I know it has been awhile since my last post and I apologize for my lack of posting. Life is crazy sometimes! But the good news is that I am back on track and excited to share so many great ideas for health and wellness, as well as many great recipes! To incorporate a new posting schedule, Recipe Thursdays are now becoming Recipe Fridays and today I have a fabulous new recipe for you all.

I recently stumbled upon a new cookbook, Fast, Fresh & Green by Susie Middleton (Chronicle Books, 2010). The tag line of "More than 90 Delicious Recipes for Veggie Lovers" caught my attention because I am definitely a veggie lover and always looking for new, creative ways to cook up some yummy greens. I know that some of you are thinking "well I like some veggies but I wouldn't call myself a veggie lover!" I was that exact same person at one time. I am a prime example that we can retrain ourselves and our taste buds to love foods that are good for us. But that's another post for later!

Back to the cookbook - I was so pleasantly surprised by this cookbook because not only does the author provide lots of wonderful recipes but she also gives great information on all things veggies: shopping, storing, and preparing. I think it is a great book to have on hand in the kitchen.

One of our favorite recipes has been the Summer Vegetable Ragout with Zucchini, Green Beans, and Corn. (although I substituted asparagus for green beans) It is a great side dish with lots of great flavor. My husband really liked it the first time I made it! This is always a bonus because we are always tweaking recipes to make them better after the first attempt. In the cookbook, the author provides an option to change up some of the ingredients to give the dish more of a Thai flavor. This is how we prepared ours.

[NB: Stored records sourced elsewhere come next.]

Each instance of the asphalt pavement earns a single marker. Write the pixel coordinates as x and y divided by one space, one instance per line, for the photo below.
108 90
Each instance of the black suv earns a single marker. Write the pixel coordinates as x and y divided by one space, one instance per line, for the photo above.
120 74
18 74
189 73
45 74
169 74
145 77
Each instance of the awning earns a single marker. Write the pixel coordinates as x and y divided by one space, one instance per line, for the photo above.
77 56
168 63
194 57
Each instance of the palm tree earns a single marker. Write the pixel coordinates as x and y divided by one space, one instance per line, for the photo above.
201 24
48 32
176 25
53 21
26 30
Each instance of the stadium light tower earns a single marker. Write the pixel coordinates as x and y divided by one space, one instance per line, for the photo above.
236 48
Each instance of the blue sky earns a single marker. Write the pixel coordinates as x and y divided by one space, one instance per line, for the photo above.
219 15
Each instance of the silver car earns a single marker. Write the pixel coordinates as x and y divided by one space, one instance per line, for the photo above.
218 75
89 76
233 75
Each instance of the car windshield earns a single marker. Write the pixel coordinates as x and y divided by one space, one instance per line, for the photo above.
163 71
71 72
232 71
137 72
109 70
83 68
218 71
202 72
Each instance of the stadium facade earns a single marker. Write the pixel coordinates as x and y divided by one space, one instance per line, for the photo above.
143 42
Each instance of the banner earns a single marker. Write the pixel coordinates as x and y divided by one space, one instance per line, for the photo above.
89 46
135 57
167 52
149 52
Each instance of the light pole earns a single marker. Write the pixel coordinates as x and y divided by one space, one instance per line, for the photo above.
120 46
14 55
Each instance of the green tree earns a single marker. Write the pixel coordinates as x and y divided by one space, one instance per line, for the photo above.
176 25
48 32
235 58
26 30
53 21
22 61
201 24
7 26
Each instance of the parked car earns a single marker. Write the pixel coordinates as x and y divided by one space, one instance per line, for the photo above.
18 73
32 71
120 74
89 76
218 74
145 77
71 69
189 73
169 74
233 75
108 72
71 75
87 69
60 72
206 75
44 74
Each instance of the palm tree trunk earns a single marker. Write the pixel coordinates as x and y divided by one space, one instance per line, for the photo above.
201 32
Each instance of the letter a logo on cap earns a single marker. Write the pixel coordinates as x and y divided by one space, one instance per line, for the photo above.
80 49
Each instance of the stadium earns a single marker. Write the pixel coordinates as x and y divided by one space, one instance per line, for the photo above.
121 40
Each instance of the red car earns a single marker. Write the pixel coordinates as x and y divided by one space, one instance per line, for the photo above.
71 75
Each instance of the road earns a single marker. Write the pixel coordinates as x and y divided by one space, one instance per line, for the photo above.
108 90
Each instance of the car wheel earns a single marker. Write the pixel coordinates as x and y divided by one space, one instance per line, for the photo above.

As always, I will list out the ingredients from the original recipe and then provide below any substitutions that I made. Usually I provide a link to the full recipe but this recipe is not online and therefore I will include the cooking instructions, as stated in the book, below. The recipe is for 4 servings. Enjoy!

Ingredients

1 tsp Fresh Lime Juice
1/2 tsp finely Grated Lime Zest
1/4 tsp Worcestershire Sauce
1/4 Cup low-sodium Chicken Broth
2 tbsp Coconut Milk
1 tbsp Canola Oil
1 Cup Fresh Corn Kernels
3/4 Cup Sliced Baby Zucchini
3/4 Cup Sliced Green Beans
1 Cup Medium-Diced Yellow Onion
1/2 tsp Kosher Salt
1/2 tsp Finely Chopped Fresh Garlic
1 tbsp Chopped Fresh Herbs (Cilantro/Mint)
Freshly Ground Black Pepper

Amy's Changes

* I used Vegetable Broth instead of Chicken Broth to keep it vegan
* I used asparagus instead of green beans because that's what I had on hand
* I used grape seed oil instead of canola oil - just my preference
* I only used cilantro but will definitely add the mint next time

Cooking Instructions (from the cookbook)

1) Combine the lime juice, lime zest, and Worcestershire sauce in a small bowl. In a liquid measure, combine the broth and coconut milk. Set these aside.
2) In a 10 in saute pan with a lid, heat the oil over med-high heat. Add the corn, zucchini, green beans, onion and salt. Cook, stirring frequently, until the bottom of the pan is browned (this is from the starch in the corn) and some of the vegetables are just beginning to brown, 4-6 mins. Add the garlic and cook, stirring, just until well combined. Turn the heat to low, add the broth-milk mixture, stir well to scrape up the browned bits from the bottom of the pan and cover. Simmer, stirring once, until the liquids have reduced to 1-2 Tbsp, 3-4 mins.
3) Remove the pan from the heat, uncover, and stir in the lime juice mixture and most of the fresh herbs. Season with pepper and stir again. Transfer to a serving dish or individual bowls and garnish with the remaining herbs.